CoSci prof’s study aims at reducing buildings’ energy use
Because climate change is fueled in part by buildings’ energy use, Manish Dixit, Texas A&M assistant professor of construction science, is studying how to reduce structures’ energy needs with a prestigious Faculty Early Career Development Grant from the National Science Foundation.
Dixit’s 5-year, $509K research grant is part of a high-profile NSF program that offers highly regarded foundation awards to support early career faculty who have the potential to lead advances in their respective organization as academic role models.
In his study, Dixit will develop innovative, scenario-based models to assess buildings’ current and future environmental sustainability. His findings will inform building design, energy policy, and education in the architecture, engineering and construction sectors.
Researchers have determined that current modes of energy use are significant contributors to greenhouse gas emissions, which in turn fuel climate change.

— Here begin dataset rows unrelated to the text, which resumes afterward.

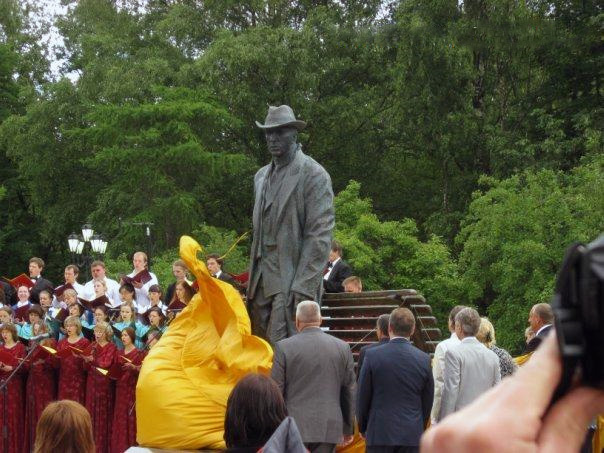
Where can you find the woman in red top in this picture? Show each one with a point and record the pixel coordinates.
(72, 374)
(124, 415)
(40, 387)
(11, 407)
(99, 387)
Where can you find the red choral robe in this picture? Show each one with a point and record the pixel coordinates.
(14, 404)
(124, 414)
(40, 390)
(100, 395)
(72, 374)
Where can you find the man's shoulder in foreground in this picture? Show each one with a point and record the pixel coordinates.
(397, 345)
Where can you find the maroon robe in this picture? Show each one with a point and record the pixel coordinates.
(40, 390)
(124, 414)
(72, 374)
(100, 394)
(14, 404)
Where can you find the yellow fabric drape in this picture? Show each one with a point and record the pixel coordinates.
(522, 359)
(187, 377)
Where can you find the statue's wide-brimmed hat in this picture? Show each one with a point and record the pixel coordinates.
(280, 117)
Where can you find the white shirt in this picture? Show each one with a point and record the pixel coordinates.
(328, 273)
(113, 291)
(142, 295)
(438, 368)
(79, 289)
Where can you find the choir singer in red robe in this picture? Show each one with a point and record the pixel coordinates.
(72, 374)
(124, 415)
(11, 399)
(100, 390)
(40, 387)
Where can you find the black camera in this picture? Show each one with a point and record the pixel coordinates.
(578, 306)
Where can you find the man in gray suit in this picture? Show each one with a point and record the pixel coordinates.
(470, 368)
(315, 373)
(293, 222)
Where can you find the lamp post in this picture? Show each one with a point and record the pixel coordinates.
(85, 248)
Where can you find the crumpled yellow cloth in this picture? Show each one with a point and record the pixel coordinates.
(187, 377)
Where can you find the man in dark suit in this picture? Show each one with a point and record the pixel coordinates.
(215, 263)
(541, 319)
(337, 270)
(381, 330)
(315, 374)
(36, 265)
(395, 390)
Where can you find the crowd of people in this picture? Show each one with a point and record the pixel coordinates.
(83, 342)
(401, 401)
(86, 343)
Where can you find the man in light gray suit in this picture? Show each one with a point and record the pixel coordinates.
(315, 373)
(293, 222)
(470, 368)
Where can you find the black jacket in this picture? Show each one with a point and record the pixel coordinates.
(340, 272)
(41, 284)
(395, 394)
(364, 350)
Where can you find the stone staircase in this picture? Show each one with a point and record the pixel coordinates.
(352, 317)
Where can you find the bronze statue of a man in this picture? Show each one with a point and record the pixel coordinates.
(293, 223)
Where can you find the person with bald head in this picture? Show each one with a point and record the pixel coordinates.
(541, 319)
(315, 373)
(470, 368)
(293, 221)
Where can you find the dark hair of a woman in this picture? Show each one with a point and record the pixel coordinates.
(130, 332)
(64, 426)
(255, 409)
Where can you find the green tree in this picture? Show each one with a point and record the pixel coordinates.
(167, 162)
(514, 237)
(390, 255)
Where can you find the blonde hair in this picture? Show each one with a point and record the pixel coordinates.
(132, 309)
(10, 327)
(64, 426)
(73, 321)
(486, 333)
(106, 328)
(102, 281)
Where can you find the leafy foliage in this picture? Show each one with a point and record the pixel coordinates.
(474, 130)
(390, 254)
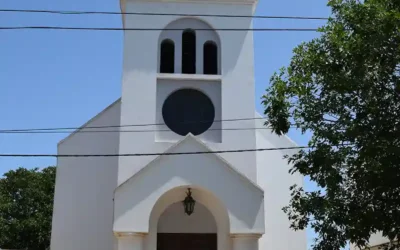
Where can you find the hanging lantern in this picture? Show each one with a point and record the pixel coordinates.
(188, 203)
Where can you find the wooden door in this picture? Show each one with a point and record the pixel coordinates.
(183, 241)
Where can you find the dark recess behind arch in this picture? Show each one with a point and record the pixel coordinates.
(167, 56)
(189, 52)
(210, 58)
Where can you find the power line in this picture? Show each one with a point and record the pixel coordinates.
(124, 131)
(130, 125)
(154, 154)
(147, 29)
(73, 12)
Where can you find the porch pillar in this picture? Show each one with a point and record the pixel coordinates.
(245, 241)
(130, 241)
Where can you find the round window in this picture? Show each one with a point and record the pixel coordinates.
(188, 111)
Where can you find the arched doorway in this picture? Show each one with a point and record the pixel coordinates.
(207, 228)
(179, 231)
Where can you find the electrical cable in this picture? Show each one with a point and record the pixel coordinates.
(131, 125)
(154, 154)
(125, 131)
(148, 29)
(73, 12)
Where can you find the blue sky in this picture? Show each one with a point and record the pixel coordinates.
(63, 78)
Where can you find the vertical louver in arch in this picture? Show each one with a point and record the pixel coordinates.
(189, 52)
(167, 56)
(210, 58)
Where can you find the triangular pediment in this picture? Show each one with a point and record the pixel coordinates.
(190, 144)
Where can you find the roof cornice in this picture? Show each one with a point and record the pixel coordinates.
(237, 2)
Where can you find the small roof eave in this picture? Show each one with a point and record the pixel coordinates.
(89, 121)
(192, 137)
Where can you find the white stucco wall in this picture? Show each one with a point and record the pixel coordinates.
(83, 204)
(140, 80)
(375, 240)
(273, 177)
(135, 199)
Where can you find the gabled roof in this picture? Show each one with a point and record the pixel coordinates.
(89, 121)
(192, 138)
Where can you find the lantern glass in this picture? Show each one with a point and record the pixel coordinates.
(189, 203)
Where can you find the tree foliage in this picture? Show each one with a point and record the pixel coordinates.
(344, 87)
(26, 205)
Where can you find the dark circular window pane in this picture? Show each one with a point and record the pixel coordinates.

“Buildings consume more than 40 percent of the global energy supply in their daily operating energy,” said Dixit. “But it doesn’t stop there. They also consume embodied energy — the energy required for the extraction, processing, manufacture and site delivery of materials for a building’s construction.”
This level of energy use provides an opportunity to lower buildings’ energy footprints. A first step is analyzing their operating energy and embodied energy.
“The problem is that operating energy and embodied energy are interdependent,” said Dixit. “Reducing one may increase the other. This interdependency must be examined to help make truly environmentally friendly design decisions.”
His models will also include energy-related water use related to building construction and operation.
“Energy use doesn’t just incur greenhouse gas emissions, it depletes earth’s freshwater too, in an era when global water resources are shrinking,” he said. “The public would be surprised to know how much freshwater is consumed to generate electricity, whether it’s from a renewable or nonrenewable source.”
Dixit’s energy-carbon-water models will offer buildings’ environmental assessments for the present time, as well as the multidecade period of a building’s “life.”
“Since the global climate is rapidly transforming, and building energy use is shifting increasingly toward electricity due to the forces of automation, digitalization, urbanization, and globalization, it is essential to build scenarios of future building energy use patterns and energy mix,” said Dixit.
Energy production is also moving gradually more towards renewable energy.
“This is another reason why modeling needs to be created in present and future contexts,” said Dixit. “Because today’s building designs will affect decades of energy use over their service life, it is critical to understand how their future energy use will change to make design decisions that ensure environmental sustainability not just today but in the future.”
Dixit’s findings will help designers, engineers, homebuilders, educators, and researchers across the globe in their efforts to deliver environmentally sustainable buildings, and will be available to inform education at the university and K-12 levels.